Every two years, the Latin American Microbiology Congress convenes, each time hosted by a different country. I was invited to participate in this year's gathering held in Quito, Ecuador. Having spent my youth there as a refugee during World War II, I have a special affinity for that beautiful city and welcomed the opportunity to re-visit it. I was one of some 500 attendees from about 20 countries, including some in Europe and North America. A working attendee, I gave two talks at the meeting and one at Quito’s Catholic University, one of the top schools in the country. Participation was particularly satisfying because this meeting was exceedingly well-run, as were the social events.
In many of the presentations, the discussion centered around the identification of pathogens found in different geographical locations in Latin America. Often the researchers made use of modern molecular techniques that permit the identification not only of specific strains, but also of particular genes encoding virulence factors. Such studies have time-honored epidemiological value and are essential in efforts to combat the diseases. It buoyed me to learn that such advanced work is being carried out in quite a few countries of the region.
From a mechanistic point of view, such epidemiological correlations are but one arm of the quest for understanding microbial and host factors involved in a disease. The other is to make mutants and to test them in an animal model. This approach has a mighty big obstacle, namely that animal models often bear little resemblance to the human disease. People aren’t mice. This problem has plagued investigators from the beginning and continues to this day. Although plenty of good thought and huge efforts have been devoted to this, and great accomplishments have been achieved, it is fair to say that success with animal models has been uneven.
The age-old epidemiological alternative sometimes allows one to correlate disease manifestations with a given property of pathogenic strains. The classical examples are of toxin production, where strains that make toxins can be shown to cause disease, and related ones that don’t are harmless. This type of finding fulfills the first of Falkow’s Molecular Koch's Postulates: The phenotype or property under investigation should be associated with pathogenic members of a genus or pathogenic strains of a species. Although such an epidemiological approach is limited to “experiments of nature,” it has given us powerful answers for at least a hundred years.

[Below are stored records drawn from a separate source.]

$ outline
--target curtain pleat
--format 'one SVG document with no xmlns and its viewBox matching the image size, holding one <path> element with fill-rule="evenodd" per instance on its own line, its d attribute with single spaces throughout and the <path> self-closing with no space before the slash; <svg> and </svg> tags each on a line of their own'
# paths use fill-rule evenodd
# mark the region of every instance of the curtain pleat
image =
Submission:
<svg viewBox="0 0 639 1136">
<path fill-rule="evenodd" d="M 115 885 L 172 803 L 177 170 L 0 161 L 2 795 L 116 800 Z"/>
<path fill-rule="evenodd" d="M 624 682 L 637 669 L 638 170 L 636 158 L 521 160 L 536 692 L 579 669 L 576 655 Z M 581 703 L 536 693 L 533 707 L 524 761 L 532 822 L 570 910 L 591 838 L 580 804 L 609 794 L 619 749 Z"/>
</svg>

So, to turn back to what I heard in Quito, here is an interesting example of a well-executed epidemiological study that led to an interesting discovery. It is known that in the developing countries there is a high incidence of Helicobacter pylori infection. In fact, in the highlands of Ecuador, H. pylori infection is extremely high, and H. pylori-associated gastric carcinoma has the highest incidence rate of any cancer there. It has also been known that many people in that area suffer from zinc deficiency. Could there be a link between zinc deficiency and H. pylori disease? A group of Ecuadorian investigators (including my friends Fernando Sempertegui, Myriam Diaz, and Oswaldo Rodriguez), in collaboration with North American colleagues, took stomach biopsies from 352 patients and found that low zinc content in the mucosa correlates strongly with increased severity of the gastritis and of H. pylori infection. This suggests that supplying zinc to people may be a good idea, a possibility being followed up there and elsewhere. Without the careful epidemiological work, who would have guessed?